The governance of data used for biomedical research and clinical trials is an important requirement for generating accurate results. To improve the visibility of data quality and analysis, we developed TrialChain, a blockchain-based platform that can be used to validate data integrity from large, biomedical research studies. We implemented a private blockchain using the MultiChain platform and integrated it with a data science platform deployed within a large research center. An administrative web application was built with Python to manage the platform, which was built with a microservice architecture using Docker. The TrialChain platform was integrated during data acquisition into our existing data science platform.
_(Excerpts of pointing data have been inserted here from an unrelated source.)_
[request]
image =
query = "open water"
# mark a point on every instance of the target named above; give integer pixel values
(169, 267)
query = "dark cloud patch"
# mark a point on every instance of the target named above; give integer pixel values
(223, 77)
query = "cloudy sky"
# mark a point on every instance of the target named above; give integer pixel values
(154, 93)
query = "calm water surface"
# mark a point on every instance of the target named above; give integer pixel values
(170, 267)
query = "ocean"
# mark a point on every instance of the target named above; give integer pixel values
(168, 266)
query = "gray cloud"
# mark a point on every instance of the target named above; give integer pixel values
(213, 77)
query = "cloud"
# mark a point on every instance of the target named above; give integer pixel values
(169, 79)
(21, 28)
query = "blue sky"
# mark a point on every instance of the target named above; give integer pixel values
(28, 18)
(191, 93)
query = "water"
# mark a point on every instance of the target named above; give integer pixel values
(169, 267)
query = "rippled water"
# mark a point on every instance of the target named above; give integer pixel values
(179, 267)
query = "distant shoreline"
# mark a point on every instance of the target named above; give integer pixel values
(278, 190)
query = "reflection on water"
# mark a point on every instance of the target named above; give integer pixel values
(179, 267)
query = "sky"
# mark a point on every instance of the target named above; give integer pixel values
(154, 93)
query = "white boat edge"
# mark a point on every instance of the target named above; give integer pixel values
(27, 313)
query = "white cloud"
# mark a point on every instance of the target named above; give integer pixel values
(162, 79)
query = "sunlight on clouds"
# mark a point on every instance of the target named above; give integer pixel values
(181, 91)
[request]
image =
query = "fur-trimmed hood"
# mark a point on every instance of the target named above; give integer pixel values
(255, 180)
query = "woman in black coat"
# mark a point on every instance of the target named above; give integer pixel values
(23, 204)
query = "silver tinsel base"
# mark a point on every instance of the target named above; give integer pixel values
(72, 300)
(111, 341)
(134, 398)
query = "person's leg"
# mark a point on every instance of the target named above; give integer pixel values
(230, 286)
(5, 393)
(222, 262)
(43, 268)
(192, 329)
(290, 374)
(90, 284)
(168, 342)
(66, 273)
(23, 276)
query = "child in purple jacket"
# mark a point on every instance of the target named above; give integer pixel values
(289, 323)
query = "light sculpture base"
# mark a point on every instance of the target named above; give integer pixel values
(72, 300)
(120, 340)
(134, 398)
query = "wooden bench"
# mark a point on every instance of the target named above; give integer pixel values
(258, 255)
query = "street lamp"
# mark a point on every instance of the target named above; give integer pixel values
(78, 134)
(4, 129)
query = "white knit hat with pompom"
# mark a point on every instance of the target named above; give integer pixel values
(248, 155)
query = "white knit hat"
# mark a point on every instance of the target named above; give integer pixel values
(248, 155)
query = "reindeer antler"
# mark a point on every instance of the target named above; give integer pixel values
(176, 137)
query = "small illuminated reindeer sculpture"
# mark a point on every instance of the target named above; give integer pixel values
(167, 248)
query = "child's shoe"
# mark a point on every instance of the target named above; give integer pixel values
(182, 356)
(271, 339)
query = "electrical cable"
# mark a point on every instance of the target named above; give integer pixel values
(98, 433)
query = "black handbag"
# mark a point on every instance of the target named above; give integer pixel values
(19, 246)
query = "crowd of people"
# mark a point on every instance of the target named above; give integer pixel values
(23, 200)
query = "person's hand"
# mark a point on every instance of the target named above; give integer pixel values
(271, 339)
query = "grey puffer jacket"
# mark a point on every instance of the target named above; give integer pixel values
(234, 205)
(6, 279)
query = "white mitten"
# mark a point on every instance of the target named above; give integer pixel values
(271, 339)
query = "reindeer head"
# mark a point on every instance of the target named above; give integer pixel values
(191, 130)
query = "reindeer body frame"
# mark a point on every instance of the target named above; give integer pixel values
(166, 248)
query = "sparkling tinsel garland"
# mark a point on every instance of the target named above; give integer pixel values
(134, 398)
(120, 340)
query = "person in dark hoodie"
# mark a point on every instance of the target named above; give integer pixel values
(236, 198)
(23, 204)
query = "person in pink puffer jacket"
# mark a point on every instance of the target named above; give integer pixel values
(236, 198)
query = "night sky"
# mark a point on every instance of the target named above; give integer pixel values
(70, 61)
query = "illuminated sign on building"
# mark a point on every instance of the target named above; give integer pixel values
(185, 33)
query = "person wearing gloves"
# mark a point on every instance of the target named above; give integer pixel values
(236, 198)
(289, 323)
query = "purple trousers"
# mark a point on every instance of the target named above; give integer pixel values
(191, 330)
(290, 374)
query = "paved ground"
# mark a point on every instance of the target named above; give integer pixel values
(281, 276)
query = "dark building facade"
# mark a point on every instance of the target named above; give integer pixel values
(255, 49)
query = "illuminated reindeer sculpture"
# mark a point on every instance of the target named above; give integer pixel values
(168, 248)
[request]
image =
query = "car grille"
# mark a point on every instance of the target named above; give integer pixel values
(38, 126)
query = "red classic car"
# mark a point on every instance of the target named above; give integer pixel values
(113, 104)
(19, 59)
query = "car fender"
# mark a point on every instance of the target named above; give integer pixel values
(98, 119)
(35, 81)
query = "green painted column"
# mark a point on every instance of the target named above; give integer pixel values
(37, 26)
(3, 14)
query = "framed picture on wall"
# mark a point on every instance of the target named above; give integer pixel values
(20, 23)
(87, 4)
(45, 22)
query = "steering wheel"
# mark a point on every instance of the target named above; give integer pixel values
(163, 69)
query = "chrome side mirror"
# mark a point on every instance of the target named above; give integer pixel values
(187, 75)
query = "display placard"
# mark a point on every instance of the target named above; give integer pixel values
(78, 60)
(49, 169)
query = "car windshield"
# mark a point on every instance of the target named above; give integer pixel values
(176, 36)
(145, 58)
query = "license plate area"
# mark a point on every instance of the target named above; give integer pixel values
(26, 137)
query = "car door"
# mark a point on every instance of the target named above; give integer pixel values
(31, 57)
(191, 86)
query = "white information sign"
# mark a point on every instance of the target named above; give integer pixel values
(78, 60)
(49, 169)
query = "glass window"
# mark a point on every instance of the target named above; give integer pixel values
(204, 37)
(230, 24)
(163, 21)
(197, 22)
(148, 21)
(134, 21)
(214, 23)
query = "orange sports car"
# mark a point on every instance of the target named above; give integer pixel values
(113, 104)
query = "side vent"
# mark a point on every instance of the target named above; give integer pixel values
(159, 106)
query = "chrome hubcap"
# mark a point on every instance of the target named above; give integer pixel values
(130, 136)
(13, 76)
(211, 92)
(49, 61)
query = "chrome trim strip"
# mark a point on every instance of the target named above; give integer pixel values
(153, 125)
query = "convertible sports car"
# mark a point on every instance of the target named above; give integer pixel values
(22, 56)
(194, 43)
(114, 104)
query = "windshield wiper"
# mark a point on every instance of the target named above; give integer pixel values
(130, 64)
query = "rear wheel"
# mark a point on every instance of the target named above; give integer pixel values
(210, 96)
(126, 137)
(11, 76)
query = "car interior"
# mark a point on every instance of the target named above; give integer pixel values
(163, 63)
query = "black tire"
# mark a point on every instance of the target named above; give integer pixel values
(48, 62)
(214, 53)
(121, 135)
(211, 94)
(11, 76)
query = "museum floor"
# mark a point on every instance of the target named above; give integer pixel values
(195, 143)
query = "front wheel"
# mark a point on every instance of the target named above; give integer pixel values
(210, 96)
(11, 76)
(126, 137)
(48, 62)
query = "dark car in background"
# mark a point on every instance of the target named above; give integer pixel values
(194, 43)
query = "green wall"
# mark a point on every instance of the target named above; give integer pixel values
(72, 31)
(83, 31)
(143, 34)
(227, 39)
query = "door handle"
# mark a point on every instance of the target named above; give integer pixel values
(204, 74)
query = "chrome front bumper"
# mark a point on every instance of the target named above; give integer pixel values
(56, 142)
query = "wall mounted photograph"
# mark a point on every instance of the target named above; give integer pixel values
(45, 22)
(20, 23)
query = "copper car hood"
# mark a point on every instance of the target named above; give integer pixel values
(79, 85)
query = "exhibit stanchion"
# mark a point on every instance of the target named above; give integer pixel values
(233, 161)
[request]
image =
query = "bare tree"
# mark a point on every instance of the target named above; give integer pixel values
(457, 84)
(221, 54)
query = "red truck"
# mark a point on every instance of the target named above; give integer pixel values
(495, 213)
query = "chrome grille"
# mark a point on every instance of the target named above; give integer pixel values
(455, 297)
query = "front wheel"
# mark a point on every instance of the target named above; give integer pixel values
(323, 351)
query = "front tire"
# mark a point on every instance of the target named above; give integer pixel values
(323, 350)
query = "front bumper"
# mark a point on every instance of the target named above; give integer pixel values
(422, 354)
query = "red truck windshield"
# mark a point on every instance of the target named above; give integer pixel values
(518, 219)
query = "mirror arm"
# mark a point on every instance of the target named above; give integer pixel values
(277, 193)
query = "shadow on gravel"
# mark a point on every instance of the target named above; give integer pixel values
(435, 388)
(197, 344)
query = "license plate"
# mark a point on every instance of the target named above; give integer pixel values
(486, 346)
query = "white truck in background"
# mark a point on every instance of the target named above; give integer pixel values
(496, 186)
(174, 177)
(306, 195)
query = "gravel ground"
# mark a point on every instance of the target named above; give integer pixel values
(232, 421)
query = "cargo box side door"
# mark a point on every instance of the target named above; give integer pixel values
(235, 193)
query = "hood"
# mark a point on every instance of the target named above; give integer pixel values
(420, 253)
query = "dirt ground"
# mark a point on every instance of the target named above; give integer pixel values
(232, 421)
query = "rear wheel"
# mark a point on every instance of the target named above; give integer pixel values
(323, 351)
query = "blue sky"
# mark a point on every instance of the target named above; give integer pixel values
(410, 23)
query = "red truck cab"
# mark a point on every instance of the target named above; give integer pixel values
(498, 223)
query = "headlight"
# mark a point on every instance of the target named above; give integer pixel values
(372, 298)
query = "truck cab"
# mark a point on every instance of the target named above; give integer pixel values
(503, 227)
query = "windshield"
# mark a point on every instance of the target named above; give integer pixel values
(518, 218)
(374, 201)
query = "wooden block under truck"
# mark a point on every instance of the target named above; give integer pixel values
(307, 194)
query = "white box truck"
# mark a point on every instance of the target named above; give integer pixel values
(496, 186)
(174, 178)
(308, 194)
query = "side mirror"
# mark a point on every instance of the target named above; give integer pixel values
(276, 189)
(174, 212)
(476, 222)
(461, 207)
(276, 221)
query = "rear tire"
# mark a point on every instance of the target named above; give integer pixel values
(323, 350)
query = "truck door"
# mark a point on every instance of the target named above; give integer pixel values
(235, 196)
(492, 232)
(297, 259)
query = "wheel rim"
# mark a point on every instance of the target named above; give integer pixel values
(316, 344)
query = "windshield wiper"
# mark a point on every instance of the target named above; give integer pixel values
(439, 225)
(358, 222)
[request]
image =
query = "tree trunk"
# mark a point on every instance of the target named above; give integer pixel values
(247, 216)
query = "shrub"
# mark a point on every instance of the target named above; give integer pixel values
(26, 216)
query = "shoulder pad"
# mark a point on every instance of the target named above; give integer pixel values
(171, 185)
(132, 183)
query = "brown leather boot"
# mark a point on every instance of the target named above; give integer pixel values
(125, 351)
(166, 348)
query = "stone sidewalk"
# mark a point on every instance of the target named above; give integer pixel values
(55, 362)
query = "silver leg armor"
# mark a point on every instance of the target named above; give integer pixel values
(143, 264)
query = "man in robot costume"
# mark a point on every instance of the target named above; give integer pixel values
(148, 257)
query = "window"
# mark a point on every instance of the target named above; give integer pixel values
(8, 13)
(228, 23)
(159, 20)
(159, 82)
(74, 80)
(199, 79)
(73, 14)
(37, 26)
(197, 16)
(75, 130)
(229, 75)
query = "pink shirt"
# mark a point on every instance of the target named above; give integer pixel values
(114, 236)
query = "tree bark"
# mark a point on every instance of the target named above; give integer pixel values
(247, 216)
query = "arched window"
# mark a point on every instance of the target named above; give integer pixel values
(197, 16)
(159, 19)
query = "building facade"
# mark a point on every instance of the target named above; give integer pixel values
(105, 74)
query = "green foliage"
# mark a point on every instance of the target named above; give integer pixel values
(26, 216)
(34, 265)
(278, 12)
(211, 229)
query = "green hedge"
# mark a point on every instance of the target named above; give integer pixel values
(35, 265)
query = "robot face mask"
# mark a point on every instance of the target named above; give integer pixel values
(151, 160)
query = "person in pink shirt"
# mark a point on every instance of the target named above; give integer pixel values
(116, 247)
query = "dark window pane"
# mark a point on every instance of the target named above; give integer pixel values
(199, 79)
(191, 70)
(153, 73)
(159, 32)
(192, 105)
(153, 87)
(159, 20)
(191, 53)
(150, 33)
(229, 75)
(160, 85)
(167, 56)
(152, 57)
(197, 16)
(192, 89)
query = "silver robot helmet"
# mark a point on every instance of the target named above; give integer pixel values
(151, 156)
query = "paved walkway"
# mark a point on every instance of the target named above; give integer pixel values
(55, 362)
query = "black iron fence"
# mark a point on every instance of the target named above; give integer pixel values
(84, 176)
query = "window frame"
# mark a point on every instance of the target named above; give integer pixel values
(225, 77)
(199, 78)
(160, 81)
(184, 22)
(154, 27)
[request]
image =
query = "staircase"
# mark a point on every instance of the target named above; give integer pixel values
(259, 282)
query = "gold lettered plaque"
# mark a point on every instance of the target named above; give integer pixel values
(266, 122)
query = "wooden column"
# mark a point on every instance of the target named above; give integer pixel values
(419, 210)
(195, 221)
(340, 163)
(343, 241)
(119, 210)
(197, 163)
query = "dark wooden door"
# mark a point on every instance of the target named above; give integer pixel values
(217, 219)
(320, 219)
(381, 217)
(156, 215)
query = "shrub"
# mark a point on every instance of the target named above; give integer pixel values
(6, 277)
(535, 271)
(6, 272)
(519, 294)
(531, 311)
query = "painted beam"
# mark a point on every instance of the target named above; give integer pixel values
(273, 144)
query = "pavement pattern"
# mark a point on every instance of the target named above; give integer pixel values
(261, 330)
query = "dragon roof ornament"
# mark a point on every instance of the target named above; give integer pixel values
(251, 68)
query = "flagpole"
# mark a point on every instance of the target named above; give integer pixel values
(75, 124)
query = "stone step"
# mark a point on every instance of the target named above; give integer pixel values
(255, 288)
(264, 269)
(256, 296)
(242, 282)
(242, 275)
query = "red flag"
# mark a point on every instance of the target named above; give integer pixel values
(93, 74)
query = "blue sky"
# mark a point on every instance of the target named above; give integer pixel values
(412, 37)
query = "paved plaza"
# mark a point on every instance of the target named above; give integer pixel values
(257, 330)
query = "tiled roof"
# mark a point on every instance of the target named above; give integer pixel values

Using NiFi, data were hashed and logged within the local blockchain infrastructure. To provide public validation, the local blockchain state was periodically synchronized to the public Ethereum network. The use of a combined private/public blockchain platform allows for both public validation of results while maintaining additional security and lower cost for blockchain transactions. Original data and modifications due to downstream analysis can be logged within TrialChain and data assets or results can be rapidly validated when needed using API calls to the platform. The TrialChain platform provides a data governance solution to audit the acquisition and analysis of biomedical research data. The platform provides cryptographic assurance of data authenticity and can also be used to document data analysis.